Organic compounds with a carbon-metal bond are called organometallic compounds. Depending on the nature of the metal, they are used in organic synthesis and catalysis, or represent purely theoretical interest. Many organometallic compounds are air- and moisture-sensitive, and some are extremely so. Organomagnesium and organolithium compounds are highly valuable reagents in organic synthesis. Organic derivatives of nickel (Ni), palladium (Pd), rhodium (Rh), platinum (Pt), ruthenium (Ru), and iridium (Ir) are of exceptional importance for catalysis of a number of industrial chemical processes, without which the modern standards of living are merely inconceivable.

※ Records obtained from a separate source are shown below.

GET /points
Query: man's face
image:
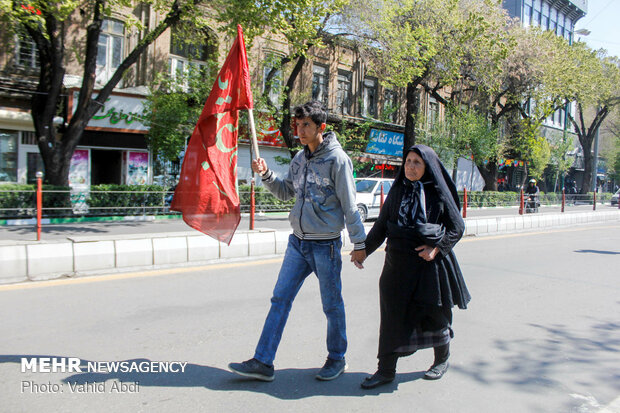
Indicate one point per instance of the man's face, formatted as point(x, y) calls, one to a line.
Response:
point(308, 131)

4.1.4. Why Is Organic Chemistry Called Organic? Friedrich Wöhler's Groundbreaking Experiments. The name "Organic Chemistry" comes from the old times when people studied carbon compounds produced by living organisms (animals, plants, bacteria, fungi, etc.) and believed in vitalism. Vitalism was the conviction that the formation of organic substances could be achieved only in the presence of some mysterious magic "vital force", possessed by living things. According to this belief, organic compounds could not be artificially made by man. The vital force theory was refuted by the work of the outstanding German chemist Friedrich Wöhler (1800-1882) who, being a young researcher in his 20s, demonstrated the synthesis of organic compounds from inorganic chemicals. In 1828, he found that urea (NH2C(O)NH2), a "classical" organic substance could be made from ammonium cyanate (NH4OCN), an inorganic salt (Figure 4-2). Four years earlier, Wöhler made oxalic acid (HOOC-COOH), an organic acid, from cyanogen (C2N2), an inorganic compound.
Figure 4-2. Friedrich Wöhler (source) and his synthesis of urea.


The Wöhler synthesis of urea, however, did not defeat the idea of vitalism right away. It took nearly 20 more years and Kolbe's demonstration (1845) that acetic acid (CH3COOH) can be prepared from carbon disulfide (CS2) before vitalism as a theory started dying out quickly around 1850 and eventually vanished altogether.